2. The court process:
The crucial thing here is that, as long as we apply for a court date in time (within the 60 day protection period) and as long as you keep up your (new) payments every month as we suggested in our payment proposal, creditors can’t withdraw from the process until the court has had the chance to make a decision on the matter.
As soon as we are finished with your payment proposal and considered the replies, we draw up court documents. The case is then opened in court, and a date given for the hearing. These court documents, together with your debt counselling documents, is then sent to all your creditors or their attorneys. An attorney will appear in court to handle the application, just like with any other court matter. And, like with all court matters, cases are often postponed. While this process goes on, we keep negotiating for you to try and get creditors to consent to our proposal.
The magistrate will consider the matter and will decide if our proposal is fair or not. As soon as the court grants the order, that order is again sent to all your creditors. The effect of this is that, as long as you keep up your end of it, no creditor may withdraw from the process after the court has granted the order, because the court order is binding on all of them, whether they have accepted the offer or not.
What is the effect of a court order?
The effect of a court order is that all creditors are bound by the decision of the court, and may not take any further legal action against you for as long as you obey the court order. This means that the proposal we made to creditors will stay in place until you have settled all your debt or until you are in a position to offer more.
Are all my debts included in the debt counselling process?
No. Only debt arising from credit agreements fall under the act.
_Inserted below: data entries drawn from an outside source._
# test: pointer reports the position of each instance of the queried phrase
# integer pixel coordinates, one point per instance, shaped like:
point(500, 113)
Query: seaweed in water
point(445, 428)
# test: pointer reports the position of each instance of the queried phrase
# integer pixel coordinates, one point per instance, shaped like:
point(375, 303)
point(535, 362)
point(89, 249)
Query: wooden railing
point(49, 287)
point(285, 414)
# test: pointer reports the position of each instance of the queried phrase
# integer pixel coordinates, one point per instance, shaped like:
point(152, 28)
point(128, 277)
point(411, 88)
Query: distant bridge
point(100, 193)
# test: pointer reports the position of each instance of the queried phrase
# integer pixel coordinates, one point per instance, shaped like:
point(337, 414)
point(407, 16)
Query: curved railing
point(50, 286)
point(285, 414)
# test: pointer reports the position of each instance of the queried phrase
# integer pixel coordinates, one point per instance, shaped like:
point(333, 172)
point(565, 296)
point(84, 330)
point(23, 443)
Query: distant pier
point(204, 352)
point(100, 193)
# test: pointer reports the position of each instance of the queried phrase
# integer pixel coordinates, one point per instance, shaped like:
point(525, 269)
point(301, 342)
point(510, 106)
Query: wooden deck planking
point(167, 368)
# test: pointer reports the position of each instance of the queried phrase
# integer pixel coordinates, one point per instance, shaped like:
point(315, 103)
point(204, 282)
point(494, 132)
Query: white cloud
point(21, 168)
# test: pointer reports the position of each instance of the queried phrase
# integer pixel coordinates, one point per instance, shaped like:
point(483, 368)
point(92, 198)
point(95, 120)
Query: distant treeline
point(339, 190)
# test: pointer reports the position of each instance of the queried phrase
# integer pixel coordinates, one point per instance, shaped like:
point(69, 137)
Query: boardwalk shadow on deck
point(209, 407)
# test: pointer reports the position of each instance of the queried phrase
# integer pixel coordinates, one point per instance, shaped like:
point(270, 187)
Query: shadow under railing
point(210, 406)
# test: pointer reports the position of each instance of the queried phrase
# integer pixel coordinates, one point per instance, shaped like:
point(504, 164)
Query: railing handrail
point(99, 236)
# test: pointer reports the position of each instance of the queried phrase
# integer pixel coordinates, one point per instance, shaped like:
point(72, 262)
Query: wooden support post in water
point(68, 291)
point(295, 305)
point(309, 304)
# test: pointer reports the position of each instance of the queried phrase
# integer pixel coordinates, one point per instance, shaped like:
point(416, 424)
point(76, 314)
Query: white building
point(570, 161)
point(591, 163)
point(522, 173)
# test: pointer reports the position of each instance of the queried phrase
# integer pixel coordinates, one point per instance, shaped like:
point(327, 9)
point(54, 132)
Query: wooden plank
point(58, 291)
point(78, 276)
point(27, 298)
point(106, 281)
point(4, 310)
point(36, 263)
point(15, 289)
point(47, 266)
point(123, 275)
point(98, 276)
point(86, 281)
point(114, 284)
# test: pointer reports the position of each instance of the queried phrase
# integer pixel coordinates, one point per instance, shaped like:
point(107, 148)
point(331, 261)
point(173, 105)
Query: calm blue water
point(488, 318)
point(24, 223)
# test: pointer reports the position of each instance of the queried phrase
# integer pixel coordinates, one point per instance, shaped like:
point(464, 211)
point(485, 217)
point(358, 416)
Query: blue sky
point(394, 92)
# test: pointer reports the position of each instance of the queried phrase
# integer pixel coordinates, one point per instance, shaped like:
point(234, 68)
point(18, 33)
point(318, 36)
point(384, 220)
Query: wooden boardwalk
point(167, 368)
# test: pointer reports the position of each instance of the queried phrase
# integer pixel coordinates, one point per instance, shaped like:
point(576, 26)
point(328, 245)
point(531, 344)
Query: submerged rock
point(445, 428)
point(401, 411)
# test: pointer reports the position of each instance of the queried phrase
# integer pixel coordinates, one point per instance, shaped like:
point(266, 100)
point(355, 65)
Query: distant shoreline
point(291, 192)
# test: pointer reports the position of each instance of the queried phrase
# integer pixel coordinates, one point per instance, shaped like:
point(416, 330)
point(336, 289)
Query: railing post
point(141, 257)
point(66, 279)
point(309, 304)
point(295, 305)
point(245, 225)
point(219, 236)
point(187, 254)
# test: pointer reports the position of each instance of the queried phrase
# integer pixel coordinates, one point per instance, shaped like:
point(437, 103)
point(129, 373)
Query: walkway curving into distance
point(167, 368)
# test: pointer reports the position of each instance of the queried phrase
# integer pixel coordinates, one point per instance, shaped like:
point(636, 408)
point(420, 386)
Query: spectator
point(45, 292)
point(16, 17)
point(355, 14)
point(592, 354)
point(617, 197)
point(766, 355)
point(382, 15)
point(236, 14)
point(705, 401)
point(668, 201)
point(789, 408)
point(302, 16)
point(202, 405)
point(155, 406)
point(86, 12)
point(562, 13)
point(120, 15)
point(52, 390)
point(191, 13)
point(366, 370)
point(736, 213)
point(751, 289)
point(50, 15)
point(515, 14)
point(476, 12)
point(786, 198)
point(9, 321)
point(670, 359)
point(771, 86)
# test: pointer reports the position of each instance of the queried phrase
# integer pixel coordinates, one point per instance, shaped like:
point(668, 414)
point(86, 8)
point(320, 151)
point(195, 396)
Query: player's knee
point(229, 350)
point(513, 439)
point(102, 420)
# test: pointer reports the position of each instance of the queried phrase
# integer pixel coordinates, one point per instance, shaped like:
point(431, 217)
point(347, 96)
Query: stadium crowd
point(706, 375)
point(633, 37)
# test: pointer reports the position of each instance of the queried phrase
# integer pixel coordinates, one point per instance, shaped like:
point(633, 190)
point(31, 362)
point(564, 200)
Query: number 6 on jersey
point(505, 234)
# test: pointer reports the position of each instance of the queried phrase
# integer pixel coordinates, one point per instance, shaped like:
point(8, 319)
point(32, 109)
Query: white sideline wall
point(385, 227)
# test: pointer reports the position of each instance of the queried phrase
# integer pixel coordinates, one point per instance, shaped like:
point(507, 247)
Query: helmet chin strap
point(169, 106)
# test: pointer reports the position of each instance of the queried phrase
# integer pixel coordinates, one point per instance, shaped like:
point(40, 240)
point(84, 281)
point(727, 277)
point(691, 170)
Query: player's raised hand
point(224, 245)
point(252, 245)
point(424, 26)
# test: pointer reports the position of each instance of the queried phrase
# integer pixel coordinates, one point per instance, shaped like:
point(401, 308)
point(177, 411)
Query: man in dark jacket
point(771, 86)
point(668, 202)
However, we try to negotiate with other creditors too, as we need to budget for you to pay a fair amount to them as well.
Also excluded are credit providers who have already issued a summons against you by the time you apply for debt counselling. Again, we accommodate them by budgeting for the amount you’ll need to pay towards that debt.
Organs of state, schools, your body corporate, doctors and vets are examples of agreements that normally do not fall under debt counselling. In any event, we urge you to include ALL your debt on the application from. Even if an agreement falls outside the process, we still need to budget for it.
What should I do after I applied?
If we have not been in contact with you within 24 hours of receipt of your form, please give us a call to make sure we have received it.
The first thing you will need to do, is open a new bank account so that your debit orders won’t go off when your money is paid in. This also means that you will have to arrange with your employer to pay your salary into that new bank account. We recommend that you open an account at a bank where you do not owe any money. The only debit orders that should go off are ones for necessary expenses, like insurance and medical.